Sometimes things in the world get so bad that even the most sheltered of us are forced into a head-on collision with reality. One would think my steadfast refusal to watch the news or read the paper would protect me from the evil, polluting, influence of the outside world; but it doesn’t.

You can’t even get through the Bible without crossing paths with some pretty heady stuff. I flipped through Romans the other day, minding my own business and thinking nothing but good thoughts; and what did I see? “Orgies.”

Seriously. I’ve never even been invited to one of those and here the Bible is bringing it up!

I guess there’s no escaping the realities of a fallen world.

Somehow, the insidious evils of this mortal coil continue to pursue even I – not even the protective wall of tackle boxes, soft plastic worms, crankbaits, and other bass lures I’ve carefully built up around my tv-room chair has been able to buffer me from the stream of bad news pouring out of our television.

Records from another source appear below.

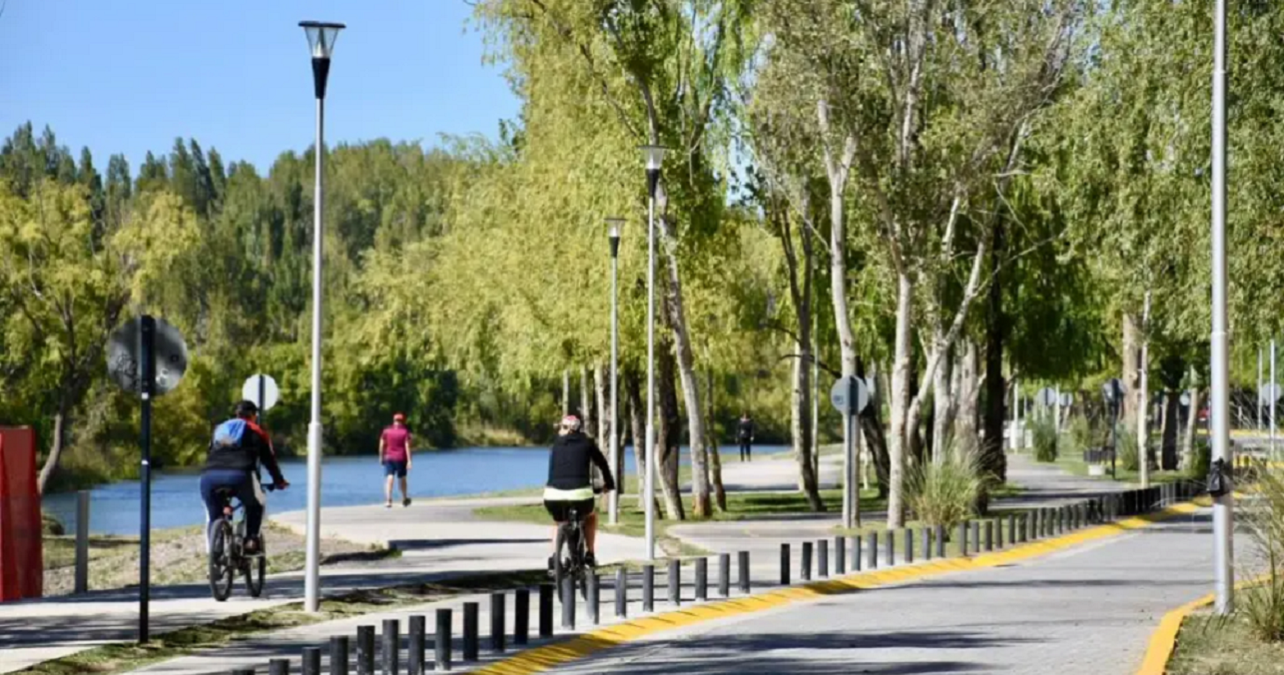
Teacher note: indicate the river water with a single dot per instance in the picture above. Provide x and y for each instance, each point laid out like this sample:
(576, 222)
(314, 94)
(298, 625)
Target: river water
(344, 481)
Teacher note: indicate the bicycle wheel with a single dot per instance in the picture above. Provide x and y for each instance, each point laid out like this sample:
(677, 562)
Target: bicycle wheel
(221, 571)
(256, 570)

This morning Chalrton M. Bouchemeyer, evildoer, sent me the following link - - and something pure inside me died.

How long before the annual Squirrel Hunting Championship of the World Invitational Tournament becomes a gritty struggle for existence? What is next? “Dolphin Eats Fisherman?” “Flock of Bluebirds Carry off School Bus – Children Maimed?”

“Anderson Cooper Accused In Betty White Disappearance??!?!”

How many more indignities must we suffer before the rapture finally comes?

I’d like to direct your attention to a small, seemingly-innocuous sentence in the article - overshadowed somewhat by the headline, but chilling, nonetheless:

“Komosmolskaya Pravda notes that in a previous incident this autumn chipmunks terrorized cats in a part of the territory."


To me that means some number of chipmunks intentionally and prolongedly terrified and insulted a cat, or many cats; with no higher purpose than the sheer, liberating, freedom that must follow from a pack of chipmunks asserting themselves.

Somebody help me.

I can tell you 100% for sure that if I ever turn a corner and spy a pack of teenage chipmunks terrorizing anything; there’s going to be a me-shaped hole in anything solid between there and my Grandma’s house; because Grandma’s is the only safe place I know of when insanity reigns.